Barry Morris Goldwater was a Republican Arizona Senator and US presidential candidate in the twentieth-century whose policies supported the women's reproductive rights movement. Goldwater, a businessman and Air Force reservist, transitioned into politics in the 1950s. He helped align popular support for a conservative Republican Party in the 1960s. Throughout his life, he worked to maintain personal liberty and to limit governmental intrusion into citizens' private lives. Goldwater, influenced by his wife Margaret (Peggy) Goldwater, supported women's rights to abortions. Goldwater's advocacy and support for reproductive rights assisted in the foundation of the Planned Parenthood chapter in Phoenix, Arizona, and for national policies promoting birth control and abortion rights.
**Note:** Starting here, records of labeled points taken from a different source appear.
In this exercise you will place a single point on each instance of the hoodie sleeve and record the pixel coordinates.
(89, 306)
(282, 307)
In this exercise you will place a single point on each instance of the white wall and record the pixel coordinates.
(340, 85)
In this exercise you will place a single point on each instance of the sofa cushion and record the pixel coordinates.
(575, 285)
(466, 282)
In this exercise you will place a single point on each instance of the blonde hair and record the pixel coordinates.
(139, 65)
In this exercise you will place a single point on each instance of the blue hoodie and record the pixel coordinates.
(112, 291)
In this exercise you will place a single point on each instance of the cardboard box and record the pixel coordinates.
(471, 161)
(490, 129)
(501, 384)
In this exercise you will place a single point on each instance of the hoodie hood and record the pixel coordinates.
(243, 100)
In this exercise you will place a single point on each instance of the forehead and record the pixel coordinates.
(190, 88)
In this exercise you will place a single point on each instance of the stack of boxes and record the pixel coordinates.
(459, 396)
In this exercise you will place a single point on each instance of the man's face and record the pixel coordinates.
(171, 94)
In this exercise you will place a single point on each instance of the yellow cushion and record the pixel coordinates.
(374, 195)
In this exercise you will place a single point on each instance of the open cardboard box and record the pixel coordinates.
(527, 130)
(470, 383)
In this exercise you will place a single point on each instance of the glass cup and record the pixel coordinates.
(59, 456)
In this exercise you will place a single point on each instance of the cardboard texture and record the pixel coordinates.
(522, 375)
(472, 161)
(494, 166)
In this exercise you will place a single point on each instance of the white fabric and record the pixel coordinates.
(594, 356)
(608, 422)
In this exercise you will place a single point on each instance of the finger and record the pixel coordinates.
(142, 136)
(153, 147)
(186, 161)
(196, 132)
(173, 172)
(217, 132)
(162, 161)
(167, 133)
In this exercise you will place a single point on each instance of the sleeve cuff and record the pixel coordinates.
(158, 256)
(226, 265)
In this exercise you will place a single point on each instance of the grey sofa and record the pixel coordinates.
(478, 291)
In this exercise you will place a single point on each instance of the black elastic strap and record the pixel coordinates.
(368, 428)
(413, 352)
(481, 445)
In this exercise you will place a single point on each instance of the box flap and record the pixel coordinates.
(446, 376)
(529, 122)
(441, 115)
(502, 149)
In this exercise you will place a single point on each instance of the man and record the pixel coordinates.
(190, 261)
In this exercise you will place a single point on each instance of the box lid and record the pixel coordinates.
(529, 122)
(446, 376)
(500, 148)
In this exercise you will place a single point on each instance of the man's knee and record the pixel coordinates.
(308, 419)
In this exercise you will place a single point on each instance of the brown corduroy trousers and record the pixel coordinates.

Betty Friedan advocated for the advancement of women's rights in the twentieth century in the United States. In 1963, Friedan wrote The Feminine Mystique, which historians consider a major contribution to the feminist movement. Friedan also helped establish two organizations that advocated for women's right, the National Organization for Women (NOW) in 1963 and, in 1969 the National Association for the Repeal of Abortion Laws (NAARL). Friedan argued for legalizing access to abortion and contraception, and her advocacy helped advance women's reproductive rights.
The Chicago Women’s Liberation Union, hereafter Union or CWLU, was a feminist union that operated in Chicago, Illinois, from 1969 to 1977 and was the first and largest union, at the time of its operation, focused on women’s issues. The Union organized women with the self-proclaimed collective goal of achieving liberation from sexism and inequality. Within the larger CWLU, smaller groups and chapters formed to address issues such as abortion, rape, child care, and reproductive health, among others. During CWLU’s eight years of operation, the activists circulated petitions, held demonstrations, and visited high schools to raise public awareness of women’s issues. The CWLU created educational opportunities for women in response to apparent sexism in the US and connected them to social groups to further the women’s liberation movement and women’s reproductive health awareness in the United States.
The Boston Women’s Health Book Collective was a women’s health organization headquartered in Boston, Massachusetts, that published the informational book Our Bodies Ourselves, which sold over 4.5 million copies. Initially called the Doctor’s Group, the Collective formed in response to the insufficiency of women-specific health information during the late 1960s and early 1970s. Members of the organization participated in the women’s liberation movement in Boston, Massachusetts, and conducted research on women’s health using resources such as medical textbooks. They collectively created an original publication surrounding women’s health concerns and offered educational courses for women to learn more about their bodies and to share their experiences. The Boston Women’s Health Book Collective, later called Our Bodies Ourselves, expanded access to women’s health information throughout the world with their publications, courses, and outreach.